WordPress.org

Make WordPress Core

Opened 3 years ago

Last modified 5 weeks ago

#24661 new defect (bug)

remove_accents is not removing combining accents

Reported by: NumidWasNotAvailable Owned by:
Milestone: Future Release Priority: normal
Severity: normal Version: 1.2.1
Component: Formatting Keywords: has-patch
Focuses: Cc:

Description

As stated in ticket #22363, the function remove_accents does not remove combining accents.

Here is my test:

remove_accents( 'Capture d’écran 2013-02-20 à 23.36.06.png' );

This returns Capture d’écran 2013-02-20 à 23.36.06.png since é and à are made up with combining accents (e.g. à is a + `).

Attachments (11)

24661.0.rev24527.patch (773 bytes) - added by NumidWasNotAvailable 3 years ago.
24661.0.tests.rev1301.patch (1.2 KB) - added by numidwasnotavailable 3 years ago.
Unit test
Capture d’écran 2013-03-30 à 11.36.32.png.zip (89.8 KB) - added by tar.gz 3 years ago.
A file containing combined diacritics
HeavyMetalUmlaut.zip (481.2 KB) - added by tar.gz 3 years ago.
Two real-world attachments with German combined diacritics.
RemoveAccents.php.patch (1.9 KB) - added by nunomorgadinho 3 years ago.
previous unit test plus tests for a collection of filenames that could be problematic
24661.1.patch (1.1 KB) - added by p_enrique 3 years ago.
Use PCRE extension only when it's available
24661.2.patch (9.3 KB) - added by gitlost 3 months ago.
Refresh, modified to target only "Mn" chars following Latin chars. Includes unit tests.
24661.3.patch (13.4 KB) - added by gitlost 2 months ago.
Add _wp_can_use_pcre_ucp() function.
24661.4.patch (13.5 KB) - added by gitlost 2 months ago.
Use statics instead of global defines.
24661.5.patch (13.4 KB) - added by gitlost 2 months ago.
Er, do it right.
24661.6.patch (13.0 KB) - added by gitlost 7 weeks ago.
Don't use separate file for single-byte regexs.

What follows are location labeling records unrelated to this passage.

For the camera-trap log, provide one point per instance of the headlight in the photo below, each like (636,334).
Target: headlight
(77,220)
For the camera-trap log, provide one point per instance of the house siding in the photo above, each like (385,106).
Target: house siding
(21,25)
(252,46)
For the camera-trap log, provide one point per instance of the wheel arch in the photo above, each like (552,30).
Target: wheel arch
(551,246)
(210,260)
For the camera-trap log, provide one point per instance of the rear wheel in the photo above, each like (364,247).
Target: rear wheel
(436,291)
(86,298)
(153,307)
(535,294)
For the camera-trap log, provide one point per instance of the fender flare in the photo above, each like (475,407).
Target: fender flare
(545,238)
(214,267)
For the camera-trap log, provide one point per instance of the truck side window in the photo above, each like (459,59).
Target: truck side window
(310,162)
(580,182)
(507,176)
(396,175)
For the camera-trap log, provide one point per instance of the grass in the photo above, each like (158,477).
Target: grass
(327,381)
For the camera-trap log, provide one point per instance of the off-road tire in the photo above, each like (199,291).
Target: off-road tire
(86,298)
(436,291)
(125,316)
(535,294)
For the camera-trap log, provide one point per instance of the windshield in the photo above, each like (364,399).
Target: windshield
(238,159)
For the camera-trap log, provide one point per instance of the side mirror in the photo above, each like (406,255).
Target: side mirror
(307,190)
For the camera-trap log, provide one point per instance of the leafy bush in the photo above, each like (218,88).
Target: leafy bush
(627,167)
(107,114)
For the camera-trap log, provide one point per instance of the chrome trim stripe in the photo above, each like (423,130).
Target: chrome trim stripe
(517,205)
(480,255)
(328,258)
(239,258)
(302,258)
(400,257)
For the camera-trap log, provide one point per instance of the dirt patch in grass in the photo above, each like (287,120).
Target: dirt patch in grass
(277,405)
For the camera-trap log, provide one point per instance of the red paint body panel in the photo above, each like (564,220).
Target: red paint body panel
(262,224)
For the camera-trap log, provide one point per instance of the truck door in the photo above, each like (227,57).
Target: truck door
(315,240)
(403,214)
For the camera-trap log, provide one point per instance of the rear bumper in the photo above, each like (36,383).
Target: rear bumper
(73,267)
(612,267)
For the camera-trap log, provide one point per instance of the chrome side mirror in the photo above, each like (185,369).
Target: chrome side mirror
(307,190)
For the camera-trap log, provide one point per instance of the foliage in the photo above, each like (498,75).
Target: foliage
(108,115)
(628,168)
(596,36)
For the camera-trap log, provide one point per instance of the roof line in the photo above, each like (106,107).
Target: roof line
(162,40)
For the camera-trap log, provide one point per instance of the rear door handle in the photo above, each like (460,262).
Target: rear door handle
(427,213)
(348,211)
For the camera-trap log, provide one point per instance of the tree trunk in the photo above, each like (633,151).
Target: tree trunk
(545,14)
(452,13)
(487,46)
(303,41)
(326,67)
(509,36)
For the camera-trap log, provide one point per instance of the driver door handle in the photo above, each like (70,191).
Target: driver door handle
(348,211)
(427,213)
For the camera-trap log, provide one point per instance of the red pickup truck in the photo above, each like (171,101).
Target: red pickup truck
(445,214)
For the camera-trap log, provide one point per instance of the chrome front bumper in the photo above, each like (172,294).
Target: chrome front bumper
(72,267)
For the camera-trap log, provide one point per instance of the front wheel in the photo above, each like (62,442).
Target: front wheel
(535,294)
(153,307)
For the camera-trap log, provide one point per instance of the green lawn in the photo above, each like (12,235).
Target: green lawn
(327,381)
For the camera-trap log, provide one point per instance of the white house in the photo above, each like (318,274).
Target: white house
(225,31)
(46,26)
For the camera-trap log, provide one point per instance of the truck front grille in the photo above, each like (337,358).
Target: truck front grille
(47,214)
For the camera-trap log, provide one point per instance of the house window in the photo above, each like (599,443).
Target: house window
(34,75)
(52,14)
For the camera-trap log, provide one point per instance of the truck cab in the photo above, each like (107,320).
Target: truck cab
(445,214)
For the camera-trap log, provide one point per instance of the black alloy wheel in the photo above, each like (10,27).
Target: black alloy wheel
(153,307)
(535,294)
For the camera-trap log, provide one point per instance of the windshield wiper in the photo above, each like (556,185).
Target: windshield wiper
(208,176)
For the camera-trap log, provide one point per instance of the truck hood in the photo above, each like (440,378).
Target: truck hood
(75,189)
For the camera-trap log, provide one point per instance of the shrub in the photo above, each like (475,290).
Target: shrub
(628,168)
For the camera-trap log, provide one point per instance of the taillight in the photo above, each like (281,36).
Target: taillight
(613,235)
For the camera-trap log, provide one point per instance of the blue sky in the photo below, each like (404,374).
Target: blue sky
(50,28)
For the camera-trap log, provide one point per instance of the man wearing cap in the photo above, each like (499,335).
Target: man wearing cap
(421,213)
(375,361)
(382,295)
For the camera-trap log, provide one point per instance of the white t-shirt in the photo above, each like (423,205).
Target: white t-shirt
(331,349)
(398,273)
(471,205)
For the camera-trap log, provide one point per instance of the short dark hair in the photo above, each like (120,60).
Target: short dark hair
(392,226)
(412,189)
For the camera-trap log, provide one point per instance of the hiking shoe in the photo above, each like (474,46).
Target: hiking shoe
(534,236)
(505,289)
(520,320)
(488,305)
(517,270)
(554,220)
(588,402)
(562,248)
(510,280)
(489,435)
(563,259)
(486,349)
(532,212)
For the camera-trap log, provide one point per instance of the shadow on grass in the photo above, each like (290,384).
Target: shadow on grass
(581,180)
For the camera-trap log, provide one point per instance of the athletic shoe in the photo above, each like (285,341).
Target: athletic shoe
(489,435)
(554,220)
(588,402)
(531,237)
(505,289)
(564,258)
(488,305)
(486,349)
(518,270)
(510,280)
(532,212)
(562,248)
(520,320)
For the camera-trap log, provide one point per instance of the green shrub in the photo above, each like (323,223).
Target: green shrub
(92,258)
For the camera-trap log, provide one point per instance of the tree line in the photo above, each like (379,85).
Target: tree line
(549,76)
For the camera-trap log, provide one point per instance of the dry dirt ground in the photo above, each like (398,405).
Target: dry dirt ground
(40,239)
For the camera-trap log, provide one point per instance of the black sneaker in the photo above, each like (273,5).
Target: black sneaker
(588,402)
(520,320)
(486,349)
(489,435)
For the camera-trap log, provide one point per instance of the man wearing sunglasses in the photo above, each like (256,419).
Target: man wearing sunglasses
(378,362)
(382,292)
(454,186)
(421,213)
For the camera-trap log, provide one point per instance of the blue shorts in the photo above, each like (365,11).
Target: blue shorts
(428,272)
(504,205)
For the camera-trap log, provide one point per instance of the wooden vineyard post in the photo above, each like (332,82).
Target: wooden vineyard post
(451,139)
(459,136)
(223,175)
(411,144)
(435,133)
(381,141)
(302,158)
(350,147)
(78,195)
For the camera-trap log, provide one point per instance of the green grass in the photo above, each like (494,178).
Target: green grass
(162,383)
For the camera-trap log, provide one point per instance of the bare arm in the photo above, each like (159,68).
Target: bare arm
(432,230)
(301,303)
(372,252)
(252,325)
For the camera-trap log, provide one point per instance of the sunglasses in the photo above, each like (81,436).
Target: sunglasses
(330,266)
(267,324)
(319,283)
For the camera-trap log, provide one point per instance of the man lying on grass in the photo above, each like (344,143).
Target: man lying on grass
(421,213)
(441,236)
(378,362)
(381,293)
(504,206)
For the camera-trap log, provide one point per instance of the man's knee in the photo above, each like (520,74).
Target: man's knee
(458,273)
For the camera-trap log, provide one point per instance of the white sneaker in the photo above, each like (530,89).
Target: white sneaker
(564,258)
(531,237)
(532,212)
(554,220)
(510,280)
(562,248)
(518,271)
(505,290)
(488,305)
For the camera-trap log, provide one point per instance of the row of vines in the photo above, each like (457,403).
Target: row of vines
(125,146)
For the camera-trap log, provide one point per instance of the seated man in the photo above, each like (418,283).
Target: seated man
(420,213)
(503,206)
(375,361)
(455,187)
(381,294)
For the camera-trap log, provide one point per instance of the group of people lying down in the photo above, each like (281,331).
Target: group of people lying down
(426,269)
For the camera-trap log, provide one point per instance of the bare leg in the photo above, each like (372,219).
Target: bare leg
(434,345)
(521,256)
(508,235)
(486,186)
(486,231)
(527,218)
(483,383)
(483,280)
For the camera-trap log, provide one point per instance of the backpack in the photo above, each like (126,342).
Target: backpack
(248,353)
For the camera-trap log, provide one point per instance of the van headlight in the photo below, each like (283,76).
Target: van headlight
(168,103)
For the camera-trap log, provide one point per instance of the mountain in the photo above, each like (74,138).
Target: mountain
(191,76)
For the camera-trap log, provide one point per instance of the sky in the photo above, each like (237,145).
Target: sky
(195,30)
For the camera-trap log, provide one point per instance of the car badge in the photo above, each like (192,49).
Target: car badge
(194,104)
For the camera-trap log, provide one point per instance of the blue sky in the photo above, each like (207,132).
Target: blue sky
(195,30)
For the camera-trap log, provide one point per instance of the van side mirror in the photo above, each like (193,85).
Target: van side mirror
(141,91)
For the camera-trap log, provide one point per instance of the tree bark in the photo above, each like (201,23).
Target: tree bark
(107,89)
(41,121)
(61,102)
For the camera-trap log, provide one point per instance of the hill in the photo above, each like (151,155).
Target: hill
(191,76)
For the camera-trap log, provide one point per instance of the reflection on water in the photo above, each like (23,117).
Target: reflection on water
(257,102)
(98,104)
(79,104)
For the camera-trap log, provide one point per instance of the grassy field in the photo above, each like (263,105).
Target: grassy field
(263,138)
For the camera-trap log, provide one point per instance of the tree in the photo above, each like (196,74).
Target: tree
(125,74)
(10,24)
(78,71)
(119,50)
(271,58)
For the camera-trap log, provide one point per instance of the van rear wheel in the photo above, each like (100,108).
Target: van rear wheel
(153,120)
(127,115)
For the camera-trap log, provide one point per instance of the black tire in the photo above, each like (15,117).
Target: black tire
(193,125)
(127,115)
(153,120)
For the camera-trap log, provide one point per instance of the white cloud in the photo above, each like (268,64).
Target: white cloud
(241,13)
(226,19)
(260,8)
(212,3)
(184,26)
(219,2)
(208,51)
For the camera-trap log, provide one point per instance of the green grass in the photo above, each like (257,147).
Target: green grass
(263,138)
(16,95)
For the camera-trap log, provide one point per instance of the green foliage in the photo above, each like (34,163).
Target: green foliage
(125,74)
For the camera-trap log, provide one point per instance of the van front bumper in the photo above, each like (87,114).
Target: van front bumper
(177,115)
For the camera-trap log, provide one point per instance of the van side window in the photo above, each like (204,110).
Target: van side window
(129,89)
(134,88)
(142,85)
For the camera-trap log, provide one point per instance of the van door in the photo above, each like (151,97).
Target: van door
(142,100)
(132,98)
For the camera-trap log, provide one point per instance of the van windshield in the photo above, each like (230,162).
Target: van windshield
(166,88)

Download all attachments as: .zip

Change History (47)

#1 @NumidWasNotAvailable
3 years ago

  • Cc wordpress-org@… added
  • Keywords has-patch added

#2 @SergeyBiryukov
3 years ago

  • Keywords needs-unit-tests added
  • Version changed from trunk to 1.2.1

#3 @numidwasnotavailable
3 years ago

  • Keywords dev-feedback added

#4 @SergeyBiryukov
3 years ago

  • Keywords 3.7-early added
  • Milestone changed from Awaiting Review to Future Release

#5 @wonderboymusic
3 years ago

  • Milestone changed from Future Release to 3.7

these are all marked 3.7-early

#6 @tar.gz
3 years ago

I tested the behavior in Safari 6 on OSX 10.8 to see if the bug is still present - it is. So I think it's still worthwhile to fix this issue that potentially can affect every OS X or iOS user.

For the case you need a file for testing, here's a PNG that's named exactly the way screen captures are named on a French language OS X. Those are the files that I see triggering that error most frequently.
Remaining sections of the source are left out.